The Clay County Republican believes she was set up for an unknown reason and regrets leaving the job she held since being elected with Scott in 2010. Carroll said Scott didn’t talk with her about his resignation request and hasn’t reached out to her since. She said she also hasn’t tried to contact him.

Scott did not return a message left through his press office and Hollingsworth didn’t return a call and a text from The Times-Union. Scott’s press secretary, John Tupps, said in an e-mail that Carroll’s public service — she also was elected five times to the House — was appreciated.

“Jennifer Carroll made the right decision for her family by resigning,” Tupps said in the two-sentence e-mail.

During the wide-ranging interview at the Fleming Island Golf Club clubhouse, Carroll said she was excited about her upcoming tell-all biography, to be released Aug. 27 on her birthday, and her new found appreciation for spending time with her husband and three children. She also said she’d like to run for office again, possibly elsewhere, and would be better prepared next time.

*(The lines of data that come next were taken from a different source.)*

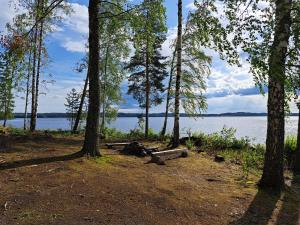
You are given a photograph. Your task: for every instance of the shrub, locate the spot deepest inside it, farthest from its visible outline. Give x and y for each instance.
(290, 147)
(190, 144)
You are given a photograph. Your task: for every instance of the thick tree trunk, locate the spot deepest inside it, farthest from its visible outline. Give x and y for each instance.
(297, 157)
(164, 129)
(78, 115)
(147, 90)
(178, 77)
(273, 167)
(27, 91)
(91, 141)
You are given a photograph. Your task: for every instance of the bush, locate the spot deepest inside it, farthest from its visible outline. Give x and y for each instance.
(290, 147)
(190, 144)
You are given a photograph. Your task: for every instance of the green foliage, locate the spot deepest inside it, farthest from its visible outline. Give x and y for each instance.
(290, 147)
(114, 134)
(157, 74)
(190, 144)
(72, 105)
(225, 140)
(114, 49)
(290, 144)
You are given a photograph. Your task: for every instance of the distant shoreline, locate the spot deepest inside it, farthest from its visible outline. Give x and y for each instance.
(238, 114)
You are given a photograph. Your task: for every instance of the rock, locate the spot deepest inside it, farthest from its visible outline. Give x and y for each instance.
(135, 148)
(219, 158)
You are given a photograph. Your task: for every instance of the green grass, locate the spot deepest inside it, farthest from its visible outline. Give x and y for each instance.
(103, 160)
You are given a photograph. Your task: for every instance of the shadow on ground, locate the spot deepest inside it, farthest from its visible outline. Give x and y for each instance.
(274, 209)
(38, 161)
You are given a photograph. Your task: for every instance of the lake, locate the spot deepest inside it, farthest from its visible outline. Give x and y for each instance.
(252, 127)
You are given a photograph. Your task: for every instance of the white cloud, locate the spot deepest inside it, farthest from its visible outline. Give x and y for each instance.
(191, 6)
(75, 46)
(8, 11)
(77, 21)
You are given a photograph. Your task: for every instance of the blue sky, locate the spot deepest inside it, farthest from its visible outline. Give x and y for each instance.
(230, 89)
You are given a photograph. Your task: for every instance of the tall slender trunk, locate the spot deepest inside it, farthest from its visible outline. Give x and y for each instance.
(8, 96)
(273, 167)
(38, 71)
(91, 141)
(79, 113)
(147, 90)
(178, 77)
(297, 157)
(104, 92)
(5, 114)
(27, 90)
(33, 81)
(164, 129)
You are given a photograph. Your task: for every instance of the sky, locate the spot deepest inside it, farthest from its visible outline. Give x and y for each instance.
(230, 88)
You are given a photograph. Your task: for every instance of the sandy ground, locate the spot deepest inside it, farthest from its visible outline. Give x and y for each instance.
(42, 183)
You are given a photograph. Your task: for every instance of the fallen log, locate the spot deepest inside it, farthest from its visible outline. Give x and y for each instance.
(111, 145)
(162, 156)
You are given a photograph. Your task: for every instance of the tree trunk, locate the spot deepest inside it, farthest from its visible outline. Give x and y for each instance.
(273, 167)
(37, 84)
(33, 92)
(27, 91)
(147, 90)
(33, 81)
(164, 129)
(178, 77)
(91, 141)
(297, 157)
(104, 92)
(78, 115)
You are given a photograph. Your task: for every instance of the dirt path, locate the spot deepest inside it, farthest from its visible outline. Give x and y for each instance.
(49, 186)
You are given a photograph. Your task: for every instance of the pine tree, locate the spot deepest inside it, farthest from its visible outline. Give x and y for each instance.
(157, 73)
(148, 25)
(6, 88)
(178, 76)
(72, 105)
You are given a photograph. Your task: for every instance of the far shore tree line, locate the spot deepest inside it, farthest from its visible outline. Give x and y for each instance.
(265, 33)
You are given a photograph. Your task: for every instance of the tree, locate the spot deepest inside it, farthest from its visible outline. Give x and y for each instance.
(149, 24)
(6, 89)
(169, 89)
(268, 34)
(297, 156)
(40, 17)
(195, 70)
(156, 74)
(91, 141)
(11, 71)
(81, 67)
(295, 81)
(72, 105)
(114, 49)
(176, 134)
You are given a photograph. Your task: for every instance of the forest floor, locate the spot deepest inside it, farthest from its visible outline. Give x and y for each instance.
(42, 183)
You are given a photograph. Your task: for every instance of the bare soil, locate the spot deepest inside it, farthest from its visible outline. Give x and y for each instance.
(41, 183)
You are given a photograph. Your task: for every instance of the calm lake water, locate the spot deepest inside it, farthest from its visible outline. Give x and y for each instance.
(252, 127)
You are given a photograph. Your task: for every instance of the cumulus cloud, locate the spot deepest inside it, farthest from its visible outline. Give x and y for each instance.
(75, 46)
(8, 11)
(77, 21)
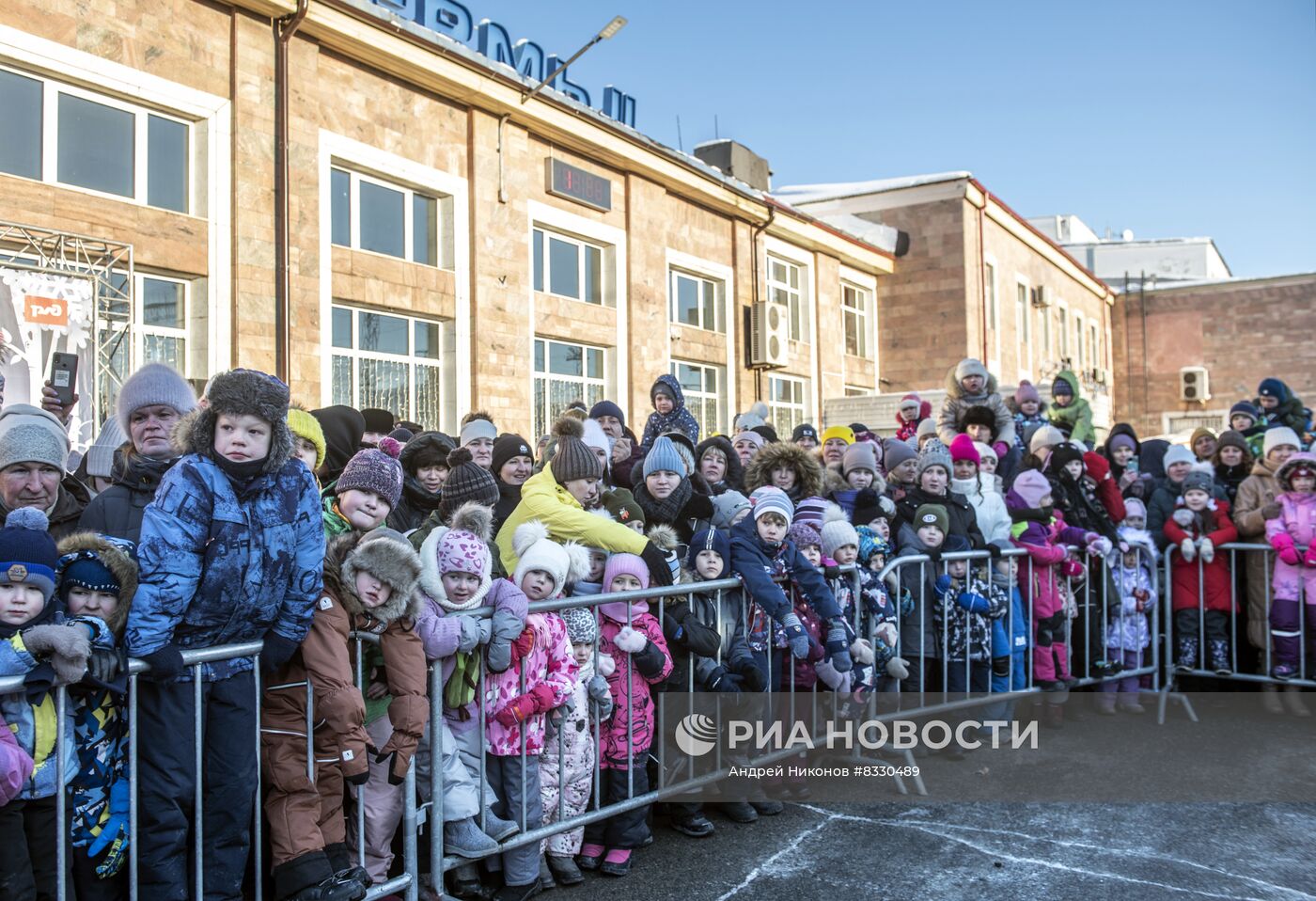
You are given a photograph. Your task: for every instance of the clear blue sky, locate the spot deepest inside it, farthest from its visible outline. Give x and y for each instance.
(1171, 118)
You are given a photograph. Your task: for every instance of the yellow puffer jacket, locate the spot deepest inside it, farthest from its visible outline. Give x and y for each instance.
(543, 499)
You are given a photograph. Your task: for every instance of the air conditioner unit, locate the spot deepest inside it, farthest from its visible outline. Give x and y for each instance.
(1194, 384)
(767, 335)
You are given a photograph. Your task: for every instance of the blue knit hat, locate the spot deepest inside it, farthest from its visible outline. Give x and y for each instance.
(664, 457)
(26, 551)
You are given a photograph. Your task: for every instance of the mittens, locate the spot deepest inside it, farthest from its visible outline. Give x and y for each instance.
(631, 640)
(795, 637)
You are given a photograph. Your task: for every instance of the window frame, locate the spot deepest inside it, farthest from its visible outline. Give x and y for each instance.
(50, 91)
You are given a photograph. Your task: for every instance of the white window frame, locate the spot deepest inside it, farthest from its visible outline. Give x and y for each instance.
(776, 408)
(585, 380)
(346, 153)
(993, 298)
(441, 226)
(719, 424)
(414, 362)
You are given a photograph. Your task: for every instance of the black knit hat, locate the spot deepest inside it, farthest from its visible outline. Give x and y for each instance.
(466, 482)
(572, 457)
(509, 446)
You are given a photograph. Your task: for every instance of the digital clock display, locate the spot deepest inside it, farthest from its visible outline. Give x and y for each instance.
(575, 183)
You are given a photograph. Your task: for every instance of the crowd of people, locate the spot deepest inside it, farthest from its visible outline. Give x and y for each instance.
(240, 516)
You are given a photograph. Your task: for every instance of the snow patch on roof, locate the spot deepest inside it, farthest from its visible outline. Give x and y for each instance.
(836, 190)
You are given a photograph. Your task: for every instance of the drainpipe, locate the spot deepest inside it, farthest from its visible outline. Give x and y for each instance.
(283, 30)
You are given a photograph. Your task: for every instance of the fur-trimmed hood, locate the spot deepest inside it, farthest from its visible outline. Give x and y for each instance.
(387, 556)
(240, 391)
(477, 520)
(808, 472)
(114, 555)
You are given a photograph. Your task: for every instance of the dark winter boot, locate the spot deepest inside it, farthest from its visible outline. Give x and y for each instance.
(1220, 656)
(1186, 655)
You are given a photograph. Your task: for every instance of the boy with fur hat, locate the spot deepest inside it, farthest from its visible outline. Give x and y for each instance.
(232, 551)
(368, 586)
(1201, 594)
(39, 643)
(970, 385)
(540, 680)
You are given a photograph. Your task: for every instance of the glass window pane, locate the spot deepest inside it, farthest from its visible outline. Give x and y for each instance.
(339, 195)
(565, 360)
(20, 140)
(537, 250)
(687, 301)
(166, 164)
(382, 219)
(424, 229)
(427, 340)
(162, 303)
(594, 275)
(382, 384)
(563, 268)
(95, 147)
(381, 334)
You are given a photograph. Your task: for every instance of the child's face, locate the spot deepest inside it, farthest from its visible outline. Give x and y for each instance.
(537, 585)
(306, 452)
(598, 562)
(241, 437)
(783, 477)
(371, 591)
(461, 586)
(772, 527)
(86, 602)
(582, 651)
(905, 472)
(364, 510)
(624, 582)
(931, 536)
(19, 604)
(708, 564)
(431, 477)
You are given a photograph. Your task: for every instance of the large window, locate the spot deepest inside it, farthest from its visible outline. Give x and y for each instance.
(368, 213)
(59, 134)
(697, 301)
(703, 387)
(785, 286)
(565, 373)
(786, 402)
(568, 266)
(855, 309)
(388, 361)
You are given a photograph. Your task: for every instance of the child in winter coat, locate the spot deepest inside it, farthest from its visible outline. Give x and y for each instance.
(541, 679)
(98, 577)
(1045, 536)
(1128, 635)
(670, 413)
(1295, 568)
(368, 586)
(232, 551)
(631, 635)
(568, 762)
(1201, 588)
(368, 489)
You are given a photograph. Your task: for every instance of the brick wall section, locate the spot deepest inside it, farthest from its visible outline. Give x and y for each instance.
(1240, 332)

“I was a bit naive … in how treacherous and backstabbing the political game could be,” she said. “I would now have my eyes wide open to know that the jabs may be coming from your own people.”

A good chunk of the hour, however, involved talking about the damage she believes Scott and his top staff caused to her reputation and her ongoing efforts to clear her name.

She said she felt shunned from the beginning of Scott’s first term and believes he used her to get votes from blacks and former supporters of Bill McCollum, whom Carroll backed before Scott defeated him in the 2010 Republican primary.

As for the day of her resignation, Carroll said she was surprised to see Hollingsworth and the general counsel standing outside her door as the FDLE agents walked out. She said she greeted them with no idea what would come next.

“He [Hollingsworth] goes, ‘We had this talk with the governor a couple of days ago and he’s asking for your resignation,’” she said. “I go, ‘I didn’t do anything wrong.’ He goes, ‘It’s just going to distract the governor from his legislative session.’”

Carroll said after signing the previously prepared one-line resignation letter, Hollingsworth told her to cancel her appointments and stay in her office. She said she was told that afternoon Scott was holding a press conference about the matter the next day.

Carroll said she should have been invited to stand with Scott and allowed to bow out gracefully. She said was upset that her resignation was tied to the Allied probe and sensed a coldness because Scott sought her ouster without any concern for her $124,000 annual salary she used to support her family.

“It hit me like a ton of bricks,” she said.

She wept as she talked about the friends and family who offered her prayers. She also said she learned a lesson by being shunned by some people she thought were friends.

Since resigning, Carroll took a job as senior advisor to a business based on West Palm Beach. She said she also spends time with her family and is awaiting final edits on her untitled biography, which will run about 300 pages.

She said writing the book was therapeutic and allowed her to find peace. She said she hopes readers will appreciate her reflections on her life, including her struggles to succeed as a black and a woman, and her efforts to set the record straight over her resignation.

“Hopefully, it will be something that’s inspirational, motivational and uplifting to people to talk about some of my trials and tribulations and overcoming them,” she said.

Carroll hinted at the potential explosiveness of her biography when, with a shy smile, she declined to give her evaluation of Scott’s first-term in office.

“I’ll save that for the book,” she said.